Former Oklahoma Undersheriff Gets 22 Months In Prison for Beating Handcuffed Jail Detainee
by Douglas Ankney
On July 13, 2023, Kendall Brian Morgan, 45, a former undersheriff in Oklahoma’s LeFlore County Sheriff’s Office (LCSO), was sentenced to 22 months in federal prison, followed by 36 months of supervised release, for beating a handcuffed detainee in the county jail.
Morgan was indicted in federal court for the Eastern District of Oklahoma for beating two handcuffed detainees on January 25, 2017, identified as “D.P.” and “A.S.” Additionally, he was accused of striking a handcuffed juvenile detainee identified as “C.R.” on December 13, 2017. Morgan resigned from LCSO in July 2018, citing personal reasons.

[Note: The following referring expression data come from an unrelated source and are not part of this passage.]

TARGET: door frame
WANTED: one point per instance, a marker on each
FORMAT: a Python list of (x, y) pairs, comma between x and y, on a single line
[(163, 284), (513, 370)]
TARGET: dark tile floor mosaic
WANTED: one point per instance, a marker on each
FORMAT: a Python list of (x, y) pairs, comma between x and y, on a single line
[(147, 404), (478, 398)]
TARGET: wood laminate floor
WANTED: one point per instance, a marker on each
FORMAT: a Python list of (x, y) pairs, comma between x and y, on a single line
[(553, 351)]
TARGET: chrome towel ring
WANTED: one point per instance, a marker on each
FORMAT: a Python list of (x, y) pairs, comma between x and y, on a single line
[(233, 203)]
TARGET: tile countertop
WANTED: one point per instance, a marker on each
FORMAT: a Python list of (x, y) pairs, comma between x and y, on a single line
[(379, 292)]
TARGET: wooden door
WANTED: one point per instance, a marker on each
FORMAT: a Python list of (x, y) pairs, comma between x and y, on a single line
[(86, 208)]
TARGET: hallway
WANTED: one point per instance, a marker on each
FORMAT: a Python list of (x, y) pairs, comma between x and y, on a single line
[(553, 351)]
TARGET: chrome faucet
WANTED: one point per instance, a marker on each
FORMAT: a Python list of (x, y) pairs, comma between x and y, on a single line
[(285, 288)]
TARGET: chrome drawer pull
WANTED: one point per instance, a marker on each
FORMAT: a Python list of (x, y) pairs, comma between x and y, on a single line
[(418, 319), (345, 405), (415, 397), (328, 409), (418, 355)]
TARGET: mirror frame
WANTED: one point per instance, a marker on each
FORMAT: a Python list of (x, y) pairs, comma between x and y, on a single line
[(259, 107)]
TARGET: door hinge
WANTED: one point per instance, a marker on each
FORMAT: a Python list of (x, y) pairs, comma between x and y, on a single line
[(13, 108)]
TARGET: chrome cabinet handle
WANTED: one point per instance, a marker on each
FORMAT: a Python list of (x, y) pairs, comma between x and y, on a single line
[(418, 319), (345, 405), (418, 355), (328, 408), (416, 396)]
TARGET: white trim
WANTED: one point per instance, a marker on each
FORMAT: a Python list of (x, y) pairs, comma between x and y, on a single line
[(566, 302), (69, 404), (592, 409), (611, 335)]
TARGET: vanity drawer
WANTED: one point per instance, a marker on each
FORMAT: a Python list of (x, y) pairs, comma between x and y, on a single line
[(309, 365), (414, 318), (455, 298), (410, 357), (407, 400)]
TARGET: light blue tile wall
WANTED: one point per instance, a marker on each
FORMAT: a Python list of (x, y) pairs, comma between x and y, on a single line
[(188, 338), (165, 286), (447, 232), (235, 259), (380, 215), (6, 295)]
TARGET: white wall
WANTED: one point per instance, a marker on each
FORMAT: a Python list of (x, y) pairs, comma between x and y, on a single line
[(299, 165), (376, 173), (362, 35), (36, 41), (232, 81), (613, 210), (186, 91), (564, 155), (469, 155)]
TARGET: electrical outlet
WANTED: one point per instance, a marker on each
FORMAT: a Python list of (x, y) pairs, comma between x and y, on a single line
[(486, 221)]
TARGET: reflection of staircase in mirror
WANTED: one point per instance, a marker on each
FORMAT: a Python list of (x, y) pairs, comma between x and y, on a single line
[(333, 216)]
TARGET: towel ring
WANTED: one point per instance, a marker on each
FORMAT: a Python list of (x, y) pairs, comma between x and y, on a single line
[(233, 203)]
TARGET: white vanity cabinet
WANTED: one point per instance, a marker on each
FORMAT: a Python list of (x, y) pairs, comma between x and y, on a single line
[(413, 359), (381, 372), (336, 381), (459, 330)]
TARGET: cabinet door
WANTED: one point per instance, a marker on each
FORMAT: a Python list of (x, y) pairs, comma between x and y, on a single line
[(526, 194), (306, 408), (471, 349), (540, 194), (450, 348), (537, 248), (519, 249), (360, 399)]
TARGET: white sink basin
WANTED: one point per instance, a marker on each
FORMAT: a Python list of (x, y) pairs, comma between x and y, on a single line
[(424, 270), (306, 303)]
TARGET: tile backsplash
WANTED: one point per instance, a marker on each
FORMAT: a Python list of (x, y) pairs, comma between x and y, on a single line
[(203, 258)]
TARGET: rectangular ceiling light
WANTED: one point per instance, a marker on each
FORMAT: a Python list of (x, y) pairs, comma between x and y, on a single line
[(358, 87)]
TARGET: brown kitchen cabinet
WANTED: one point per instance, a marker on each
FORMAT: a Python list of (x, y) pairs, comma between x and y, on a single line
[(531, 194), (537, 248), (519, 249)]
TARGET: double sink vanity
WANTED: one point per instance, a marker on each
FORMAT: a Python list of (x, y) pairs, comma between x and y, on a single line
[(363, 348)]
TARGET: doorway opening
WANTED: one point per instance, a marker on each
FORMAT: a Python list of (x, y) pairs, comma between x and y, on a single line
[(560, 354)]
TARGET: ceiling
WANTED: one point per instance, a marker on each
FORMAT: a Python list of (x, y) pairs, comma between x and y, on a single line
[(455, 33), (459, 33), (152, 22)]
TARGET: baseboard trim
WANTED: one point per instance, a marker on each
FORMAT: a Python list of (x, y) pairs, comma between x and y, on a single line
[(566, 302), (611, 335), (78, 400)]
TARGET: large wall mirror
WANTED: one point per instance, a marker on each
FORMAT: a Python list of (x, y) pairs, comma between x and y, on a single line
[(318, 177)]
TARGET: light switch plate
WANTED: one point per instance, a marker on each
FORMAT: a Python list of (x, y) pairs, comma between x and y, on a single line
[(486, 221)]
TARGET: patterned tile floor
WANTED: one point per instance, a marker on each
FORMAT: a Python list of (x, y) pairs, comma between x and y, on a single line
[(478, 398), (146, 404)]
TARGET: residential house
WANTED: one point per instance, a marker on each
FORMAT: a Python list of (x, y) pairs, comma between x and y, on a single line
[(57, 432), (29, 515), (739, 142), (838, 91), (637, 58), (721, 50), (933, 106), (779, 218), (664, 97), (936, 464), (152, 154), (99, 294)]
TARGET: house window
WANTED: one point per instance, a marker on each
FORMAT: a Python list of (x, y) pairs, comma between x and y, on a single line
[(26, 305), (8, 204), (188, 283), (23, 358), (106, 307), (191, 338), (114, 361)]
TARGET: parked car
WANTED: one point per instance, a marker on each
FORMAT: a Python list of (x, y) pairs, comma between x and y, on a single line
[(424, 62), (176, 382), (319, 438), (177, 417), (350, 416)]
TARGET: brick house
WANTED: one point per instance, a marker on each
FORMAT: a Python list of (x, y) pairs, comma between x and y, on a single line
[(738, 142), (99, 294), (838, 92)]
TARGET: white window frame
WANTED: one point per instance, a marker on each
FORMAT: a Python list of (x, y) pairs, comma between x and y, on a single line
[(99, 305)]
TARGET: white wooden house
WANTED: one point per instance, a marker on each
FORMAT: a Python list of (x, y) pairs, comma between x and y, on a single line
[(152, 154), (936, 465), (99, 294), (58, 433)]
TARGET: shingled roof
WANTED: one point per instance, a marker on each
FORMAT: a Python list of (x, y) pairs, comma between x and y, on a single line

He pleaded guilty in November 2022 to repeatedly striking D.P. while the detainee was handcuffed and not resisting; charges for assaulting the other two detainees were dropped as part of his plea agreement.
His sentence was notably shorter than the maximum10-year term for the charge he pleaded guilty to; he could have also been fined up to $250,000, but he was instead ordered to pay a special assessment of just $100. See: United States v. Morgan, USDC (E.D. Okla.), Case No. 6:21-cr-00381.
The state Bureau of Investigation (SBI) had previously investigated Morgan for using excessive force while serving as a Sheriff’s deputy and conducting a 2015 traffic stop. In a civil suit filed over that incident, the county and Morgan were ordered by a federal jury in October 2019 to pay $4 million to Chad Osterhout, after finding Morgan rammed his patrol car into Osterhout’s motorcycle, throwing him into a ditch. When the victim got back on his feet, he said Morgan punched and kicked him, calling him a “hippy mother***er.” On August 24, 2021, the U.S. Court of Appeals for the Tenth Circuit granted the county and Morgan partial remittitur and reduced the award for compensatory damages to $2 million, leaving $1 million in punitive damages in place for a $3 million total award. See: Osterhout v. Bd. of Cty. Comm’rs, 10 F.4th 978 (10th Cir. 2021).
So how did Morgan stay on the job for three years after this violent incident—long enough to be indicted for assaulting three more people unlucky enough to step between him and his anger? Explained Sheriff Rob Seale, after SBI opened another investigation into the undersheriff for the latter assaults in 2018: “If it would have been a single incident that somebody talked about, I wouldn’t have been that concerned about it because people get angry when they go to jail.”